1. Monteiro, A., Álgebra Linear e Geometria Analítica, McGraw-Hill de Portugal, 2001.
2. Anton, H., and Rorres, C., Elementary Linear Algebra - Applications Version, 8th Edition, John Wiley & Sons, 2000.
3. Giraldes, E., Fernandes, V. H., and Marques-Smith, M. P., Álgebra Linear e Geometria Analítica, McGraw-Hill de Portugal, 1995.
4. Santana, P., Queiró, J.F., Introdução à Álgebra linear, Gradiva 2010
5. Lipschutz, S., Linear Algebra - Shaum''s Outline of Theory and Problems
There are classes in which theory is lectured and illustrated by examples. There are also problem-solving sessions. Some exercises are left to the students to be solved on their own as part of their learning process.

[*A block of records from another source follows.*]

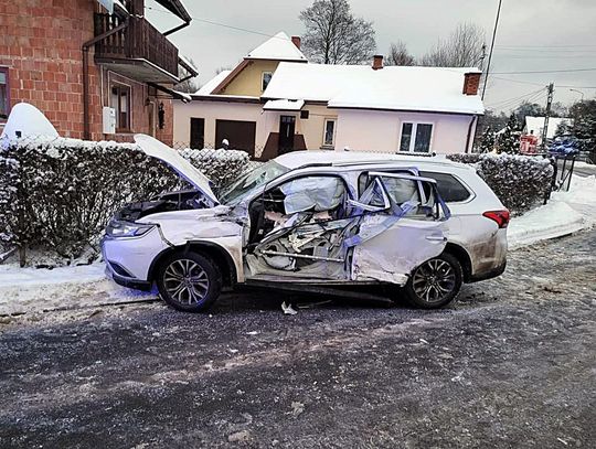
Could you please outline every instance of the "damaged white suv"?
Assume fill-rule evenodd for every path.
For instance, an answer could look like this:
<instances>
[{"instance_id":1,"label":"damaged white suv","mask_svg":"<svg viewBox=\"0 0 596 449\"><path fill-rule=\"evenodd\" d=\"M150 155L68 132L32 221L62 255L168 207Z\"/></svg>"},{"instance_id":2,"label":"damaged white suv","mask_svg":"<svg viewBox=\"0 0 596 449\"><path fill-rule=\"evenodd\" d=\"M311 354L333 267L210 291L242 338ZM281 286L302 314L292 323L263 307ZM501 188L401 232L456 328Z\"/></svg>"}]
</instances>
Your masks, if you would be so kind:
<instances>
[{"instance_id":1,"label":"damaged white suv","mask_svg":"<svg viewBox=\"0 0 596 449\"><path fill-rule=\"evenodd\" d=\"M130 204L103 239L120 285L202 311L223 287L386 284L437 308L504 270L509 212L475 170L439 158L300 151L212 191L177 151L136 136L195 190ZM445 201L444 201L445 199ZM448 205L446 204L448 203Z\"/></svg>"}]
</instances>

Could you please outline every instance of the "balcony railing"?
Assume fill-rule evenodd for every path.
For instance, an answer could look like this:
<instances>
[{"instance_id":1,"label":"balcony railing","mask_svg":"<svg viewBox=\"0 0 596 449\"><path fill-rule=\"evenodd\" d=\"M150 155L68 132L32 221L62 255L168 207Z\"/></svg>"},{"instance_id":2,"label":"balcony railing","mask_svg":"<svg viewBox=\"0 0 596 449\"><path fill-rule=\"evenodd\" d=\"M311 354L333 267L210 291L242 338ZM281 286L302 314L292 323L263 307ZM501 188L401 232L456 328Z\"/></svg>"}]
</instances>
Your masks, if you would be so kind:
<instances>
[{"instance_id":1,"label":"balcony railing","mask_svg":"<svg viewBox=\"0 0 596 449\"><path fill-rule=\"evenodd\" d=\"M115 29L124 19L95 13L95 35ZM143 18L129 17L128 26L95 44L96 58L147 60L178 77L178 49Z\"/></svg>"}]
</instances>

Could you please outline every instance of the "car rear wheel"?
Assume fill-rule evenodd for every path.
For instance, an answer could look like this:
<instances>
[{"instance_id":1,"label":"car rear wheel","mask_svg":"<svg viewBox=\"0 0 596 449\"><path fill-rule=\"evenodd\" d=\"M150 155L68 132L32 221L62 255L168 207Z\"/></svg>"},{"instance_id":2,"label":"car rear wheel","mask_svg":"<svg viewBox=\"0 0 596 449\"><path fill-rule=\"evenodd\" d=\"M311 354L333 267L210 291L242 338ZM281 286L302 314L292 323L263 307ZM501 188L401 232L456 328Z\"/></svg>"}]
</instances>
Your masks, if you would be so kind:
<instances>
[{"instance_id":1,"label":"car rear wheel","mask_svg":"<svg viewBox=\"0 0 596 449\"><path fill-rule=\"evenodd\" d=\"M450 254L441 254L417 267L405 293L408 302L422 309L436 309L451 302L462 284L461 264Z\"/></svg>"},{"instance_id":2,"label":"car rear wheel","mask_svg":"<svg viewBox=\"0 0 596 449\"><path fill-rule=\"evenodd\" d=\"M174 309L201 312L220 297L222 276L211 259L177 253L160 265L157 285L161 298Z\"/></svg>"}]
</instances>

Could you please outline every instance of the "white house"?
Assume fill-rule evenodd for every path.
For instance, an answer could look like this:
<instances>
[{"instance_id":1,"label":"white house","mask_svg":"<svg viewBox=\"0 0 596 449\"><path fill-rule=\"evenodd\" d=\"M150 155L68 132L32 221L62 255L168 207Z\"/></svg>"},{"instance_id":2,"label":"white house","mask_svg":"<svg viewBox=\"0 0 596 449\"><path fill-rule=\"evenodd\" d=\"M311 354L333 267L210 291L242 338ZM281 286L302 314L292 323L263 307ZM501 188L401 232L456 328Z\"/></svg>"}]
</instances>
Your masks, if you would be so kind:
<instances>
[{"instance_id":1,"label":"white house","mask_svg":"<svg viewBox=\"0 0 596 449\"><path fill-rule=\"evenodd\" d=\"M480 71L308 63L299 38L277 34L174 105L174 141L270 159L301 149L470 151Z\"/></svg>"}]
</instances>

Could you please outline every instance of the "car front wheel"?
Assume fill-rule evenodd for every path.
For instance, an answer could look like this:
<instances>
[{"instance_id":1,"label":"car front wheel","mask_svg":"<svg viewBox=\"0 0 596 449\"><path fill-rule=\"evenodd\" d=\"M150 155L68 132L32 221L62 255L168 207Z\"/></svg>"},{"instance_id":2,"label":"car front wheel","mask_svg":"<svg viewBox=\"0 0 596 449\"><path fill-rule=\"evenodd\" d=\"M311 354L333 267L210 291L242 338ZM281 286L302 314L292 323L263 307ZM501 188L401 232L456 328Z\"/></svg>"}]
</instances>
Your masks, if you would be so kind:
<instances>
[{"instance_id":1,"label":"car front wheel","mask_svg":"<svg viewBox=\"0 0 596 449\"><path fill-rule=\"evenodd\" d=\"M215 302L222 290L222 276L215 264L196 253L177 253L160 264L159 295L171 307L201 312Z\"/></svg>"},{"instance_id":2,"label":"car front wheel","mask_svg":"<svg viewBox=\"0 0 596 449\"><path fill-rule=\"evenodd\" d=\"M441 254L417 267L409 277L405 293L409 303L436 309L451 302L462 284L461 265L450 254Z\"/></svg>"}]
</instances>

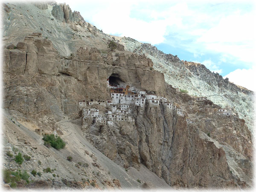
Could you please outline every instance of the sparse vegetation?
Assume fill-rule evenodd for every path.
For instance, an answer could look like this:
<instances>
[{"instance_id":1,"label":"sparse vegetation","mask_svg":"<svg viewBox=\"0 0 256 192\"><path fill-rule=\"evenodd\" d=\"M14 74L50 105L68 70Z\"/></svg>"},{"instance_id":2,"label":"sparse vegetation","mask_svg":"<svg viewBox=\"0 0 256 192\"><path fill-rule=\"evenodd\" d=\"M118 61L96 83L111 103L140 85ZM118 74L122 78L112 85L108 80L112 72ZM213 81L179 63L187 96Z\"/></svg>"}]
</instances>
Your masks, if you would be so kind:
<instances>
[{"instance_id":1,"label":"sparse vegetation","mask_svg":"<svg viewBox=\"0 0 256 192\"><path fill-rule=\"evenodd\" d=\"M113 41L111 41L108 44L108 48L110 48L111 51L113 51L117 47L116 44Z\"/></svg>"},{"instance_id":2,"label":"sparse vegetation","mask_svg":"<svg viewBox=\"0 0 256 192\"><path fill-rule=\"evenodd\" d=\"M24 159L26 161L29 161L30 160L30 159L31 158L31 157L30 156L29 156L28 155L23 155L23 157L24 157Z\"/></svg>"},{"instance_id":3,"label":"sparse vegetation","mask_svg":"<svg viewBox=\"0 0 256 192\"><path fill-rule=\"evenodd\" d=\"M44 145L47 146L49 144L53 148L59 150L64 148L66 144L61 137L55 136L53 134L46 135L44 136L43 140L44 141Z\"/></svg>"},{"instance_id":4,"label":"sparse vegetation","mask_svg":"<svg viewBox=\"0 0 256 192\"><path fill-rule=\"evenodd\" d=\"M10 157L13 157L13 155L12 154L10 151L8 151L6 153L6 155Z\"/></svg>"},{"instance_id":5,"label":"sparse vegetation","mask_svg":"<svg viewBox=\"0 0 256 192\"><path fill-rule=\"evenodd\" d=\"M11 172L10 170L6 169L3 171L3 181L6 183L11 183L10 186L12 188L15 187L17 183L21 179L29 183L29 175L26 171L21 173L20 169L17 172Z\"/></svg>"},{"instance_id":6,"label":"sparse vegetation","mask_svg":"<svg viewBox=\"0 0 256 192\"><path fill-rule=\"evenodd\" d=\"M24 161L24 159L22 157L22 155L20 152L15 156L15 161L19 165L21 165Z\"/></svg>"},{"instance_id":7,"label":"sparse vegetation","mask_svg":"<svg viewBox=\"0 0 256 192\"><path fill-rule=\"evenodd\" d=\"M11 188L16 188L17 186L17 185L16 184L16 183L15 182L12 182L10 184L10 187Z\"/></svg>"},{"instance_id":8,"label":"sparse vegetation","mask_svg":"<svg viewBox=\"0 0 256 192\"><path fill-rule=\"evenodd\" d=\"M95 182L94 182L94 181L93 181L92 182L91 182L91 185L92 185L93 186L93 187L95 187Z\"/></svg>"},{"instance_id":9,"label":"sparse vegetation","mask_svg":"<svg viewBox=\"0 0 256 192\"><path fill-rule=\"evenodd\" d=\"M37 172L36 172L36 171L33 169L32 170L32 171L31 172L31 174L32 174L33 175L34 175L34 177L35 177L35 175L36 175Z\"/></svg>"},{"instance_id":10,"label":"sparse vegetation","mask_svg":"<svg viewBox=\"0 0 256 192\"><path fill-rule=\"evenodd\" d=\"M67 157L67 159L69 161L72 161L73 158L71 156L68 156Z\"/></svg>"},{"instance_id":11,"label":"sparse vegetation","mask_svg":"<svg viewBox=\"0 0 256 192\"><path fill-rule=\"evenodd\" d=\"M189 93L189 92L187 90L181 89L180 89L180 91L181 93Z\"/></svg>"},{"instance_id":12,"label":"sparse vegetation","mask_svg":"<svg viewBox=\"0 0 256 192\"><path fill-rule=\"evenodd\" d=\"M51 170L51 168L49 167L47 167L46 169L43 169L44 172L46 172L47 173L52 173L52 170Z\"/></svg>"},{"instance_id":13,"label":"sparse vegetation","mask_svg":"<svg viewBox=\"0 0 256 192\"><path fill-rule=\"evenodd\" d=\"M18 149L14 147L13 147L12 148L12 151L13 151L13 152L14 152L14 153L15 154L16 154L19 151L19 150L18 150Z\"/></svg>"}]
</instances>

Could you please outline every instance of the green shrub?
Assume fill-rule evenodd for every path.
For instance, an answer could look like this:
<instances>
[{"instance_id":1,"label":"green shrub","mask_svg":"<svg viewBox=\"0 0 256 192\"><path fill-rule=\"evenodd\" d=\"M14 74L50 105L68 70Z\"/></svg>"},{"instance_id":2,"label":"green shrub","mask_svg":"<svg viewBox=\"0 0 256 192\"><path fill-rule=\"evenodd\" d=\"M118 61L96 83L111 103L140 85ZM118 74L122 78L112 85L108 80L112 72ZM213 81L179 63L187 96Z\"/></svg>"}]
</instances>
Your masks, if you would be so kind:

Students enrolled for the first time in the unit must attend all classes, except up to 3 lectures and up to 3 problem-solving classes.
Students that have already been enrolled in the unit must attend, at least, 2/3 of the lectures and 2/3 of the problem-solving classes.
The students that do not fulfill the above requirements automatically fail "Geometria".
During the semester two tests will be carried out with a duration of 1 hour 30 minutes and an evaluation of the theorical and practical classes (apt). Each test is rated up to a maximum of 18 values and the practical classes can be rated between 0 and 2 values.
1st Test (t1): all students enrolled in the course may present themselves to the 1st test.
2nd Test (t2): all the students enrolled in the course that have obtained a frequency or have a special status may submit to the 2nd test.
Evaluation of the practical classes: the teacher of the practical class in which the student is enrolled will provide at the end of the semester the classification between 0 and 2 values. This corresponds to the evaluation made by the teacher, through the student''s performance in solving the problems proposed in the classes and doing a presentation of a part of the sylabus.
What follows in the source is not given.